No, ma mi disturba un giudizio dato solo in chiave estetica. Non ci può essere una scadenza, né una condanna aprioristica per le brutte. È razzismo puro. Quella poveraccia della Merkel è stata additata per sempre. ‘Culona inchiavabile’, ma come si fa? Devono essere tutte modelle? Il Cancelliere tedesco deve somigliare a Barbie?

Perché ha aspettato 35 anni per fare il nome del padre di Naike?

Perché non ne avevo bisogno. Naike capitò, la volli tenere a ogni costo, poteva essere di chiunque perché sapevo che in fondo era soltanto mia. Il seme si trova ovunque, ricordate la Lewinsky? Lei addirittura lo congelò. Poi il problema è Naike, e annamo su, cerchiamo di essere onesti.

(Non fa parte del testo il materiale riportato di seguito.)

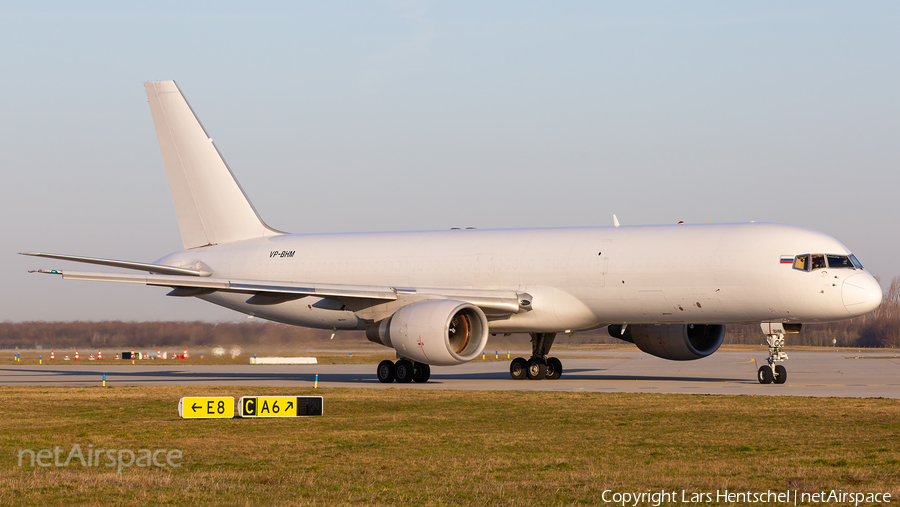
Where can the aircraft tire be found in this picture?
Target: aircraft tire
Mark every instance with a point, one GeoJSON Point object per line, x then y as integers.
{"type": "Point", "coordinates": [537, 369]}
{"type": "Point", "coordinates": [554, 368]}
{"type": "Point", "coordinates": [385, 372]}
{"type": "Point", "coordinates": [421, 373]}
{"type": "Point", "coordinates": [518, 369]}
{"type": "Point", "coordinates": [780, 374]}
{"type": "Point", "coordinates": [403, 371]}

Lei si è sposata due volte.

Con Alessio Orano ero assolutamente innamorata e dissi sì senza dubitare. Con Federico Facchinetti anche, ma mi sposai per far felici i miei suoceri. Il sì per l’eternità mi mette sempre un po’ paura. Impegnarsi per la vita mi sembra un rischio: magari tu diventi stupido e cattivo e a me di dividere il tetto non va più. Poi nell’amore vero credo, ma non sono gelosa né possessiva. Se un uomo va a scopare altrove non mi importa. Gli uomini cambiano gusti, le donne anche. Per stare insieme deve esistere un patto più forte. Del tradimento non voglio sapere, non me ne frega niente. I don’t know, I don’t care.

Dice davvero?

Ho vissuto, amato, sofferto e sono stata felice. Recriminare o invecchiare con dubbi o acrimonia mi pare demenziale. Voglio chiudere gli occhietti serena. Dicendo ‘Ci ho provato’. In pace, con tutti.